Hexagonal diamond or commonly Lonsdaleite (named in honour of Kathleen Lonsdale ) is an allotrope of carbon with a hexagonal lattice, believed to form when meteoric graphite falls to Earth. The great heat and stress of the impact transforms the graphite into diamond, but retains graphite's hexagonal crystal lattice. Lonsdaleite was first identified from the Canyon Diablo meteorite at Barringer Crater (also known as Meteor Crater) in Arizona. It was first discovered in 1967. Lonsdaleite occurs as microscopic crystals associated with diamond in the Canyon Diablo meteorite; Kenna meteorite, New Mexico; and Allan Hills (ALH) 77283, Victoria Land, Antarctica meteorite. It has also been reported from the Tunguska impact site, Russia.
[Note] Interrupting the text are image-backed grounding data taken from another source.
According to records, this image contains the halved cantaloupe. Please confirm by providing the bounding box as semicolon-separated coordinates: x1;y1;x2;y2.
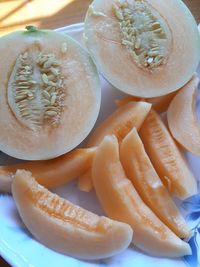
0;26;101;160
84;0;200;97
116;90;178;113
79;101;151;191
78;169;93;192
92;135;191;257
0;147;96;194
120;128;191;238
12;170;132;260
140;109;197;200
168;76;200;155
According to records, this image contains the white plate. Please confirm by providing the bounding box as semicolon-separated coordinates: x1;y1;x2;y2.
0;23;200;267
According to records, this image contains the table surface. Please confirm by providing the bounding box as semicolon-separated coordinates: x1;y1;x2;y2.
0;0;199;266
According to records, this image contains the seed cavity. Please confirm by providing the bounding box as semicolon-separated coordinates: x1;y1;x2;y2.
113;0;172;70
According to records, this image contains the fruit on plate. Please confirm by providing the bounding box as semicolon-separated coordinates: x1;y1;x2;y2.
12;169;132;260
79;101;151;190
116;90;178;113
140;109;197;200
0;26;100;160
120;128;191;238
92;135;191;257
78;169;93;192
84;0;200;97
0;147;96;194
168;76;200;156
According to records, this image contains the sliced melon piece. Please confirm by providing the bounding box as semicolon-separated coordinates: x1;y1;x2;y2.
0;147;96;194
84;0;200;97
120;128;191;238
116;90;178;113
0;26;101;160
79;101;151;191
12;170;132;260
140;109;197;200
78;169;93;192
168;76;200;155
92;135;191;257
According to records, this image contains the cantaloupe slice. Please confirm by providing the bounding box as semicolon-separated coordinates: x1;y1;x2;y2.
92;135;191;257
84;0;200;97
78;101;151;191
12;170;132;260
78;169;93;192
116;90;178;113
120;128;191;238
140;109;197;200
0;147;96;194
167;76;200;155
0;26;101;160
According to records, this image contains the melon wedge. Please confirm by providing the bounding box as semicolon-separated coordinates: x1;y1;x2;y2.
78;169;93;192
92;135;191;257
0;26;101;160
140;109;197;200
0;147;96;194
168;77;200;155
84;0;200;97
116;90;178;113
120;128;191;238
12;170;132;260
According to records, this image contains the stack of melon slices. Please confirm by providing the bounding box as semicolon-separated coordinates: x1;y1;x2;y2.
0;0;200;261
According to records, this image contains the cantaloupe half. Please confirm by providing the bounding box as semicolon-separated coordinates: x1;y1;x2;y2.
0;147;96;194
78;101;151;191
12;170;132;260
0;26;101;160
140;109;197;200
84;0;200;97
92;135;191;257
116;90;178;113
168;76;200;156
120;128;191;238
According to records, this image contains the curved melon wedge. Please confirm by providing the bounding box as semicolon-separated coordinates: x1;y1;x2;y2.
0;147;96;194
140;109;197;200
12;170;133;260
92;135;191;257
78;169;93;192
168;77;200;155
120;128;191;238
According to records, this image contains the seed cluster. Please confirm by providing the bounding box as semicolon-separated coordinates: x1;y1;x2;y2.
36;52;65;125
113;0;168;69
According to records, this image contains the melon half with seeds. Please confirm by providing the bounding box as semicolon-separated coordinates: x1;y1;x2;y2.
84;0;200;97
0;26;101;160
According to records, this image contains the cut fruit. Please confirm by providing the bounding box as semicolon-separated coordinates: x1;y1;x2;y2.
116;90;178;113
0;147;96;194
12;170;132;260
140;109;197;200
0;26;101;160
87;101;151;147
168;76;200;155
120;128;191;238
81;101;151;191
84;0;200;97
92;135;191;257
78;169;93;192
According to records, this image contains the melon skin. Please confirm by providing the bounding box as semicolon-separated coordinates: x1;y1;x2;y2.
12;170;133;260
84;0;200;98
0;28;101;160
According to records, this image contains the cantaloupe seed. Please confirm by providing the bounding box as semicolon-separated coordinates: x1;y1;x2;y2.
112;0;172;69
8;46;67;130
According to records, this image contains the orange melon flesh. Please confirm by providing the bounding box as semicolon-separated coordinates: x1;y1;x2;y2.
84;0;200;97
0;147;96;194
120;128;191;238
140;109;197;200
0;27;101;160
12;170;132;260
167;77;200;155
78;169;93;192
79;101;151;191
92;135;191;257
116;90;178;113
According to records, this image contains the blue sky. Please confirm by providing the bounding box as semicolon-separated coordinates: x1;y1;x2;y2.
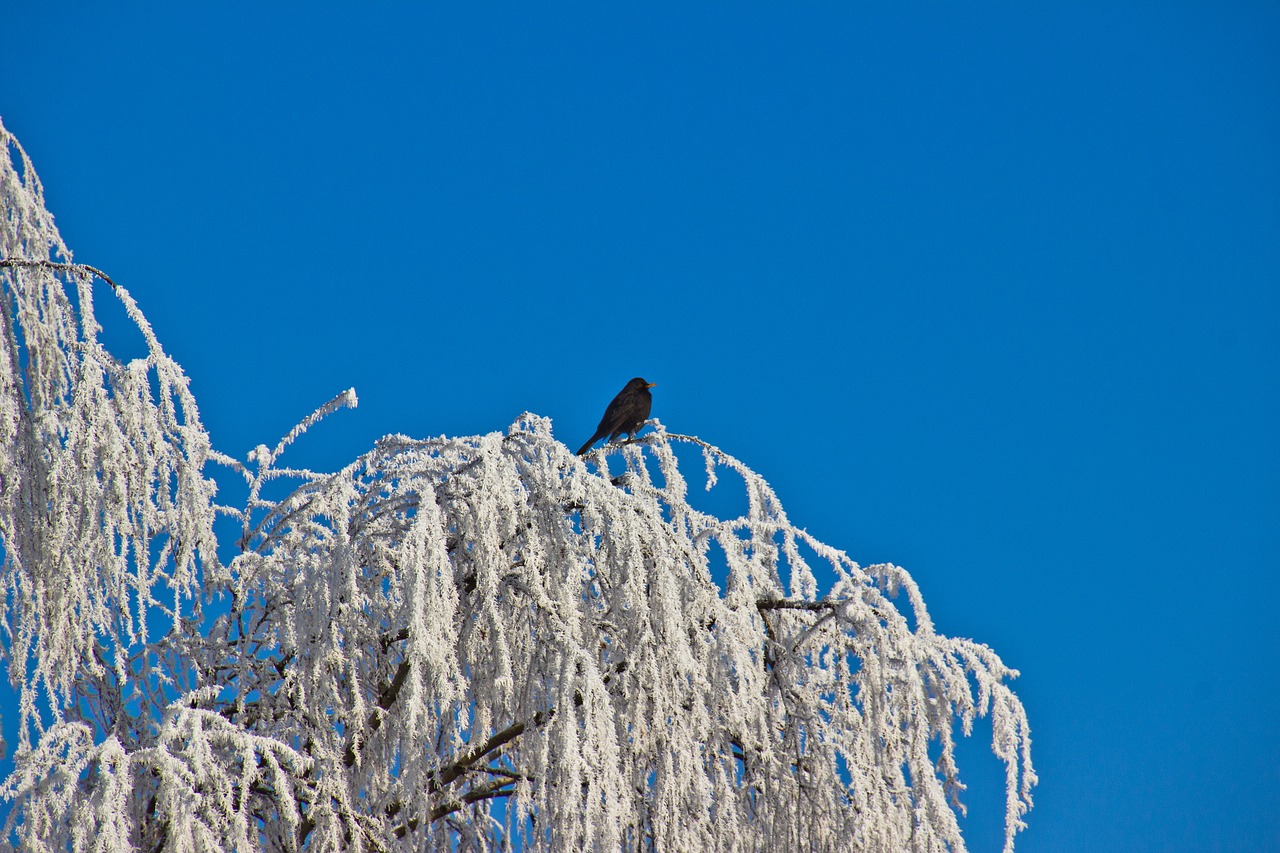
3;4;1278;850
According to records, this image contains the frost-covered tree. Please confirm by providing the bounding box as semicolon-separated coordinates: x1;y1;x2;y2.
0;118;1034;852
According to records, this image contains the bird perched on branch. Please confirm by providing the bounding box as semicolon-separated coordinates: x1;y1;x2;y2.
576;377;656;455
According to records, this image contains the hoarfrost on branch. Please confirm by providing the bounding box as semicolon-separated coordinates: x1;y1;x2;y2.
0;118;1034;852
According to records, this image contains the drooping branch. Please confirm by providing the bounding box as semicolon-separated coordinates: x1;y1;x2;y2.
343;661;412;768
0;257;118;289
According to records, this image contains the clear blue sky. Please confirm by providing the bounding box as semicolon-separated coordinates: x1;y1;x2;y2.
3;5;1278;850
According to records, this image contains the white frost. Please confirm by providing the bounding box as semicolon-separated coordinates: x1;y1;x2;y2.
0;118;1034;852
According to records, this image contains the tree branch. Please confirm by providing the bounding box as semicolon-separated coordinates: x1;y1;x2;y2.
343;660;412;768
431;708;554;792
0;257;118;289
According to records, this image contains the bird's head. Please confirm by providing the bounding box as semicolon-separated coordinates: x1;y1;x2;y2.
630;377;656;390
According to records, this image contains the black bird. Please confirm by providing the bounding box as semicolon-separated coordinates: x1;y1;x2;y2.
576;377;656;455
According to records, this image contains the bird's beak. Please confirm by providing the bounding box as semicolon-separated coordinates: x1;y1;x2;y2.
646;382;657;388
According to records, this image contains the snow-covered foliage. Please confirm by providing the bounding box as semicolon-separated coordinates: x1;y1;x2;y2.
0;118;1034;852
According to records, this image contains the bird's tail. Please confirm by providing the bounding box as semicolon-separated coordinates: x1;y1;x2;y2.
575;431;606;456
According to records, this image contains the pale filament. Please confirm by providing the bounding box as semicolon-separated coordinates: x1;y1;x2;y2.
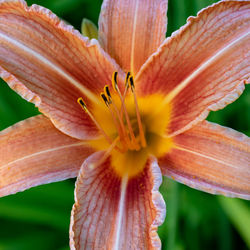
77;72;147;153
101;92;129;151
112;72;139;150
129;76;147;148
104;85;130;145
110;104;132;150
77;97;123;152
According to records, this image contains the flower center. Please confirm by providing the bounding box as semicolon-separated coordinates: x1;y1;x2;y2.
78;72;174;178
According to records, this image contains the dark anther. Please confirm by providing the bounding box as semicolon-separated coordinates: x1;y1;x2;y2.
101;93;109;106
105;85;111;98
129;76;135;92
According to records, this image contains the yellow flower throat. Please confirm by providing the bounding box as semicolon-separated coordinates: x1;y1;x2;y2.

It is transparent brownish-yellow in color and has an index of refraction from 2.40 to 2.41, a specific gravity from 3.2 to 3.3, and a Mohs hardness of 7–8. The Mohs hardness of diamond is 10; the lower hardness of lonsdaleite is chiefly attributed to impurities and imperfections in the naturally occurring material. It can also be created by the thermal decomposition of a polymer, poly (hydridocarbyne), at atmospheric pressure under argon starting at 110 °C.
The diamond structure can be considered to be made up of interlocking rings of six carbon atoms, in the chair conformation. In Lonsdaleite some of the rings are in the boat conformation instead.